Sella berdiri dari duduknya, perlahan ia berjalan menuju kamar Viona, menahan sakit karena luka parah di bagian lututnya.

“Kak Vio, maafin aku ya”

“Kamu gausah minta maaf, dasar pembawa sial”. Sekali lagi Sella merasa jauh dari kakaknya saat kakaknya selalu berkata ‘Pembawa sial’

“Sella bener-bener gak sengaja kak”

“Kamu bilang gak sengaja? Setelah apa yang kamu lakuin selama ini kamu bilang gak sengaja? Mama sama Papa itu pergi gara-gara kamu! Kenapa gak sekalian aja kamu bunuh aku?” Suara Viona makin meninggi, raut wajahnya sudah merah karena amarahnya.

“Kak, kakak boleh sebut aku dengan sebutan apapun termasuk pembawa sial, tapi tolong kak jangan salahkan aku atas kepergian mama dan papa”. Tangis Sella semakin menjadi.

“Terus apa namanya kalo bukan kamu pembawa sial”. Viona terus menghujat Sella, entah setan apa yang merasuki tubuhnya sampai ia bisa berbicara se-tega itu.

“Mama memang pergi karena melahirkan aku, tapi kalo aku bisa milih, lebih baik aku yang mati dan mama bisa terus memeluk dan mengasihi kakak. Papa memang pergi karena ingin menjemputku saat aku TK dulu, tapi kalo aku bisa milih, lebih baik aku pulang sendiri dan biar aku yang mati kecelakaan supaya papa bisa terus bareng sama kakak”. Sella menangis dan menunduk sambil memegang tangan Viona “Maafin aku kak, cuma kakak yang bisa aku sayang saat ini”

Tak terasa air mata Viona keluar dan turun membasahi pipinya “Kak, Cuma kakak yang selalu ada buat aku saat ini, cuma kakakk—” Sella memeluk kedua kaki kakanya itu, ia hanya bisa meluapkan apa yang dirasakan saat ini.
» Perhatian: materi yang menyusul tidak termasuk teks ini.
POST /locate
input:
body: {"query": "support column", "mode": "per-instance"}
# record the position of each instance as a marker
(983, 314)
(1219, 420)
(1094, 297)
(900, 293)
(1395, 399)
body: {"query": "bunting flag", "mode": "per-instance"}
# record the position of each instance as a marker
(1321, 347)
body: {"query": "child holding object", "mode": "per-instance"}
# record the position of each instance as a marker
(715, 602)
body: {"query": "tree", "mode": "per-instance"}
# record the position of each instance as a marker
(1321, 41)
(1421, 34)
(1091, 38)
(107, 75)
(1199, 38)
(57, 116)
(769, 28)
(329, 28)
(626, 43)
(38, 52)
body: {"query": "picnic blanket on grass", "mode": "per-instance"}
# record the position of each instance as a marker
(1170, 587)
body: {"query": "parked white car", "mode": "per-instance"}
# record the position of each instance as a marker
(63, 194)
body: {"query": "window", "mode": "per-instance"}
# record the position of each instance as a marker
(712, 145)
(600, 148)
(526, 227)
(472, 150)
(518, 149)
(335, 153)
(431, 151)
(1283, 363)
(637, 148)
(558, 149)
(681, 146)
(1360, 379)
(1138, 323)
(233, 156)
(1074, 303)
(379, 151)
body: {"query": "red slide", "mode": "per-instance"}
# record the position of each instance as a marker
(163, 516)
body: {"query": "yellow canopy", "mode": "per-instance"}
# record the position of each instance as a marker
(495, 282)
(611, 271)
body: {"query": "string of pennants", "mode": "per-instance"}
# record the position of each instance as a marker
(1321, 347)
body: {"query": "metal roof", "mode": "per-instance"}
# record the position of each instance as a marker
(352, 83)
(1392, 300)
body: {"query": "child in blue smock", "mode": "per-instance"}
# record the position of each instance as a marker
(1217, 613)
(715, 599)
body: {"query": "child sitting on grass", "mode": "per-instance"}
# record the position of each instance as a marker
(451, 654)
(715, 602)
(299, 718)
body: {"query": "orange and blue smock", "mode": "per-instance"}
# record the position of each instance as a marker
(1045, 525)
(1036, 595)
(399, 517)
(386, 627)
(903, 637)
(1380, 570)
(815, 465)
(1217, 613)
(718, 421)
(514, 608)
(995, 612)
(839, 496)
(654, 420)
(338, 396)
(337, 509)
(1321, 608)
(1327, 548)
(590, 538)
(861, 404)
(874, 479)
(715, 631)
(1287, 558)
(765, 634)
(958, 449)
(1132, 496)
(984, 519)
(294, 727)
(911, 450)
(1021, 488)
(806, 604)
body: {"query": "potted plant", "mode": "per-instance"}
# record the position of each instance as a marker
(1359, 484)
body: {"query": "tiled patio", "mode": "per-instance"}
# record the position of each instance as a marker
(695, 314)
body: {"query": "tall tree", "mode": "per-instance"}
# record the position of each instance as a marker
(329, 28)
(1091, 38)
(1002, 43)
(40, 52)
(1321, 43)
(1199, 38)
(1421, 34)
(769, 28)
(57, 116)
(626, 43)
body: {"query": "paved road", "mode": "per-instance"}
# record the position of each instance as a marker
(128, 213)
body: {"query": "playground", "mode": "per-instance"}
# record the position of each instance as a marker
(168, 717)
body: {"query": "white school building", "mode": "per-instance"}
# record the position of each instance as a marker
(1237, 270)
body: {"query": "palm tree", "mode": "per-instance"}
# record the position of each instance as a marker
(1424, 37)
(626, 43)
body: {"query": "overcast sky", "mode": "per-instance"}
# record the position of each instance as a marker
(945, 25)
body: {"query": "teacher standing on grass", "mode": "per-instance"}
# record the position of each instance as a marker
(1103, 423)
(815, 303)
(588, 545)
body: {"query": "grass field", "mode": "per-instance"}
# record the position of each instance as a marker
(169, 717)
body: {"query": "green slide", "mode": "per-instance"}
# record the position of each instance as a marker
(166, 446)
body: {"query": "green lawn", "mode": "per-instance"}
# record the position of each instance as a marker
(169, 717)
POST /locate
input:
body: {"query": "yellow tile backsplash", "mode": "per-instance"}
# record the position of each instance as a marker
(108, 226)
Rasa kasih sayang kepada Kak Viona, satu-satunya orang yang menjadi tempat suka dukanya.

Viona memegang pundak adiknya, mengajaknya berdiri dan memeluknya “Kakak juga sayang sama kamu, maafin kakak yaa”.

“Aku akan selalu memaafkan kakak, rasa sayangku ke mama, papa, dan kakak sama besarnya. Mama dan Papa udah ga ada, cuma Kak Vio satu-satunya, jangan tinggalin aku ya”

“Iya adikku yang nyebeliiiiiiiinnnn” Viona mencubit hidung Sella. Mereka berdua tertawa.

Sebesar apapun rasa benci kakak kepada adik atau adik kepada kakak. Di hati yang terdalam pasti menyimpan rasa sayang yang begitu besar. Meski tidak atau belum diwujudkan dalam suatu sikap yang nyata. Karena rasa sayang itu tidak bisa diukur seberapa besarnya, yang pasti begitu besar, melebihi daratan atau lautan bahkan langit, yang pasti hanya rasa kasih sayang itulah yang akan membuat kita terus merasakan arti kebahagiaan sejati.